Con la fina ironía que maneja Ballard, el relato continúa señalando que, dado que los millones de turistas habían invadido las playas, era posible que el Louvre y el palacio de Buckingham, sin prácticamente visitas, fueran vendidos a una compañía hotelera japonesa. Además, el británico señala que esas hordas de turistas rebeldes se organizaron, primero en asambleas democráticas, pero luego degeneraron hacia sistemas anárquico autoritarios enormemente violentos. El estado de naturaleza de los turistas ricos arrojaba así resultados previsibles, pero con el glamour de los últimos trajes de baño y un envidiable bronceado.
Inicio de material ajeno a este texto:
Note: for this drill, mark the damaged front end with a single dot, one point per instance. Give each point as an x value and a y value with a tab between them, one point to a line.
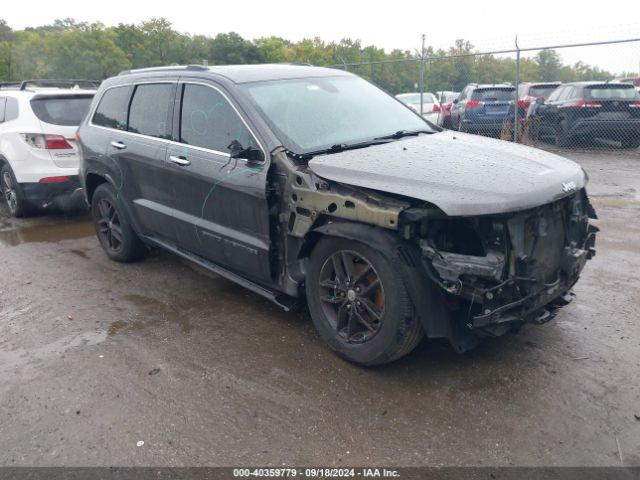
501	271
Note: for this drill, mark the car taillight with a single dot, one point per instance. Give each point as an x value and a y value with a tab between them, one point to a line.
54	179
46	141
586	104
524	102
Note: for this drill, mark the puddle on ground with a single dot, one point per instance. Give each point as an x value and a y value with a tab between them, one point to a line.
155	312
46	229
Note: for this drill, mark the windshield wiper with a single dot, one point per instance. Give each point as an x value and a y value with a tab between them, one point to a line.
404	133
341	147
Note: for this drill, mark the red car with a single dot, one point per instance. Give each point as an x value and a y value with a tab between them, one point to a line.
446	102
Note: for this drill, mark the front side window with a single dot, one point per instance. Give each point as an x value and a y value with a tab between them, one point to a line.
61	110
611	92
112	109
207	120
312	114
149	113
542	91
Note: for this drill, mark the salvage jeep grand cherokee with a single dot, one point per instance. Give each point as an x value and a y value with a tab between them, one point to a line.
310	183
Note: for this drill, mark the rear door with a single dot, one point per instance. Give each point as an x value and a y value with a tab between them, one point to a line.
219	204
548	112
612	102
139	153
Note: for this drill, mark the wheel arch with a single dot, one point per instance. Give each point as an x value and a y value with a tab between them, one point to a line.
91	181
429	302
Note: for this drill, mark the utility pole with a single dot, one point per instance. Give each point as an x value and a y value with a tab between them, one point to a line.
515	100
422	59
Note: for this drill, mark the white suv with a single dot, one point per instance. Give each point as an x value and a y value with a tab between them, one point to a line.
38	153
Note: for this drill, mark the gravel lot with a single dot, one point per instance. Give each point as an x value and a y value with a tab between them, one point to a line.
97	356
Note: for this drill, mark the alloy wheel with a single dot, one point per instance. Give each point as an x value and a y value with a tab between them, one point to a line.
352	296
109	225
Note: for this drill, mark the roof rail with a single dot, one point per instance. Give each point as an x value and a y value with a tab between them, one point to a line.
10	85
46	82
199	68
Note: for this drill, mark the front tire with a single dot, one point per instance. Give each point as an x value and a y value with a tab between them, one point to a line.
13	194
359	304
113	227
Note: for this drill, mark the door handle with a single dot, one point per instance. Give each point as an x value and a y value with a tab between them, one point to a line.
182	161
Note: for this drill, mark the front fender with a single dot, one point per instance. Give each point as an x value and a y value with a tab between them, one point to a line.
428	300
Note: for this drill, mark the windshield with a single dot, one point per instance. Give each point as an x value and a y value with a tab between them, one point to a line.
611	92
494	94
67	111
414	98
312	114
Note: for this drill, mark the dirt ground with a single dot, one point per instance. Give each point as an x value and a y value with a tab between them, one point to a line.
96	357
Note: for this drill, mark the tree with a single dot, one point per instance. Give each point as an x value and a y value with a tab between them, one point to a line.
549	65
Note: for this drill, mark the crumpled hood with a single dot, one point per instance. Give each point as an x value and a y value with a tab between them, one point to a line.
461	174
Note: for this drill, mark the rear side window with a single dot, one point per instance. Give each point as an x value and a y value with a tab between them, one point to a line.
150	110
611	92
69	110
494	94
207	120
112	110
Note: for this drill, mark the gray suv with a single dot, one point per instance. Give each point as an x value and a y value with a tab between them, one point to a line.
312	186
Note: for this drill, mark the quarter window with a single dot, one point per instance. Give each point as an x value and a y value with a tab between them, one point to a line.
112	109
207	120
149	113
11	109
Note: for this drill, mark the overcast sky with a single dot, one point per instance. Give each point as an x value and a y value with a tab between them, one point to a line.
388	24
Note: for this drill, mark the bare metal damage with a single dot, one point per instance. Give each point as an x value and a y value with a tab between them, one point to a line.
491	272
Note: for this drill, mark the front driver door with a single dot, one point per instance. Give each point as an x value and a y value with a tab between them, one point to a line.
220	209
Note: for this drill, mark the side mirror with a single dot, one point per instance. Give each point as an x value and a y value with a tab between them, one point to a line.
251	154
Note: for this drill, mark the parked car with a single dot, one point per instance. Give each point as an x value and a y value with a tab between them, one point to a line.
430	105
38	157
446	99
589	110
530	92
312	186
483	108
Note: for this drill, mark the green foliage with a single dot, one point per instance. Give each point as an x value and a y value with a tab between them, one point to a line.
70	49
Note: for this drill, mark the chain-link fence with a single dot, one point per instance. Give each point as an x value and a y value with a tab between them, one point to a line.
526	95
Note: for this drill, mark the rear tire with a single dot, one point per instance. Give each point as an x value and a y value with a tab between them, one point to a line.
13	194
113	227
363	324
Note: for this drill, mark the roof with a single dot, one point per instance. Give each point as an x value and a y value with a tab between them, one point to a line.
249	73
558	82
600	82
45	92
494	85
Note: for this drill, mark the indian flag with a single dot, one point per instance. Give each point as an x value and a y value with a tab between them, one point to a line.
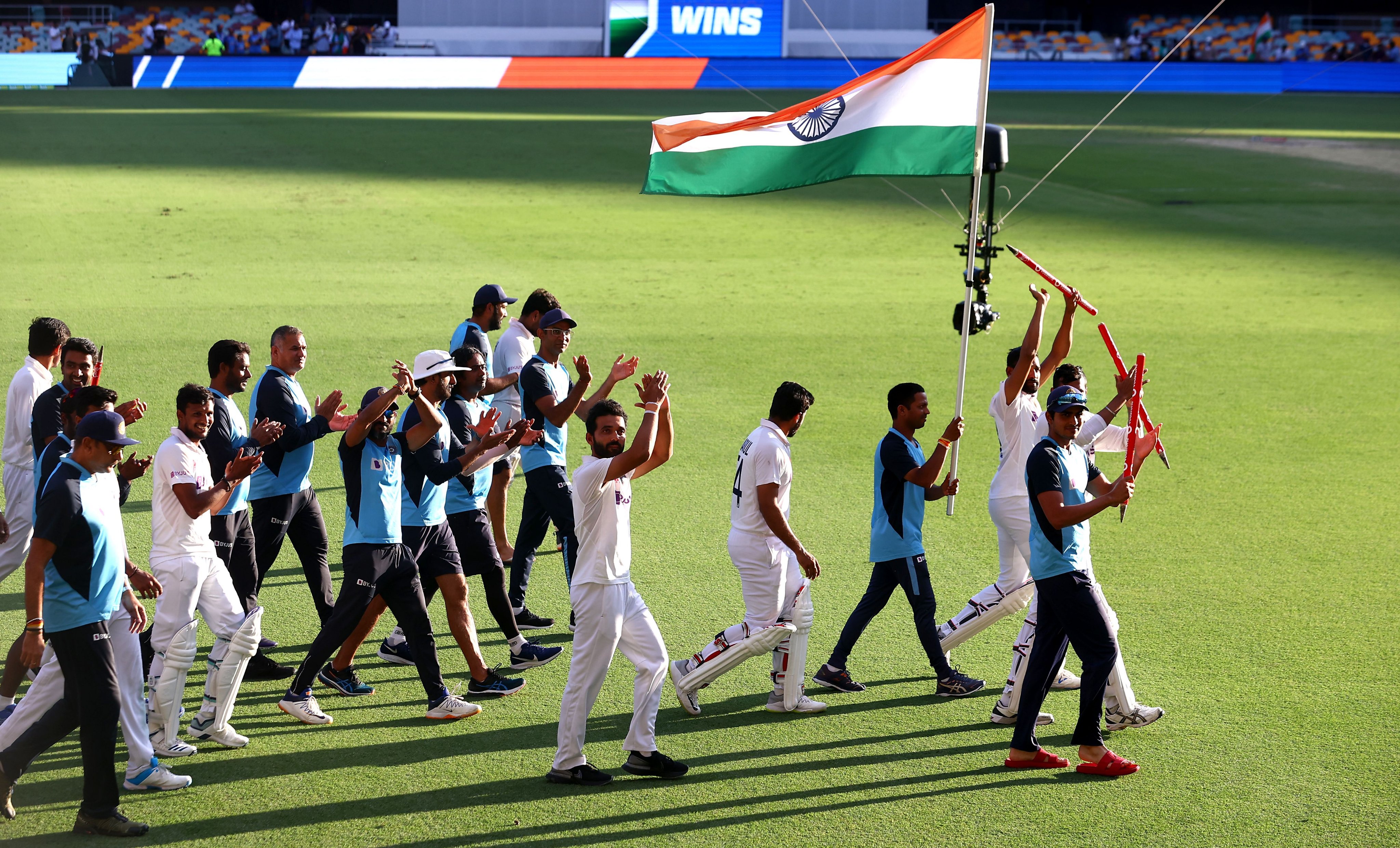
916	117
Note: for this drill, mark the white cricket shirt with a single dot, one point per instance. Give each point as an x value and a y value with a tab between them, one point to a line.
26	387
765	457
174	534
1017	433
603	522
514	347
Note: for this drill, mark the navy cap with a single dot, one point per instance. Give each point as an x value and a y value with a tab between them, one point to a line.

De repente, todo devino muy confuso. De hecho, Ballard indica que, en uno de los conflictos, la policía esperaba a un líder rebelde al estilo Napoléon, pero que ni siquiera «consiguió hacer frente a la agresiva brigada de morenas madres desnudas que, entonando cánticos ecologistas y lemas feministas, avanzaban sin titubear sobre el cañón de agua (…) [ni a los] Comandos de dentistas y arquitectos [que] se pavoneaban por las calles estrechas lanzando sus patadas de karate más feroces». Pareciera escrito en 2024.
«Es de esperar que la próxima guerra no sea por los recursos naturales ni por la religión sino por el derecho a vacacionar»
Finalmente, Ballard concluye que Europa, cuna de la civilización occidental, había dado a luz el primer sistema totalitario combinado con el ocio y acabó anticipando, quizás, la vehemencia consumista que pareció reverdecer después de la pandemia. Lo que nunca imaginó es que la respuesta a este modelo la darían los vecinos de los principales destinos turísticos que se beneficiaron con el turismo y ahora responden con un nivel de agresividad inusitada.
Por ello, es de esperar que la próxima guerra no sea por los recursos naturales ni por la religión sino por el derecho a vacacionar y a poder llevarnos un suvenir de una ciudad vaciada, y que los próximos ciberataques no vayan contra los sistemas de seguridad de los Estados sino contra Booking.com o Instagram.
Cuál será el detonante, no lo sabemos. Quizás la confusa muerte de un guía de Free Tour o un envenenamiento masivo de chinos en un tour gastronómico; quizás una rebelión de propietarios de Airbnb, una intervención extranjera para rescatar el patrimonio histórico de una ciudad, o una reacción contra el decreto que determina que las montañas y el mar son fascistas.
¿Quién hubiera imaginado que el próximo «No pasarán» se dirigiría a los turistas y que la respuesta frente a ello pudiera ser un «¡Low Cost o Muerte! Venceremos»?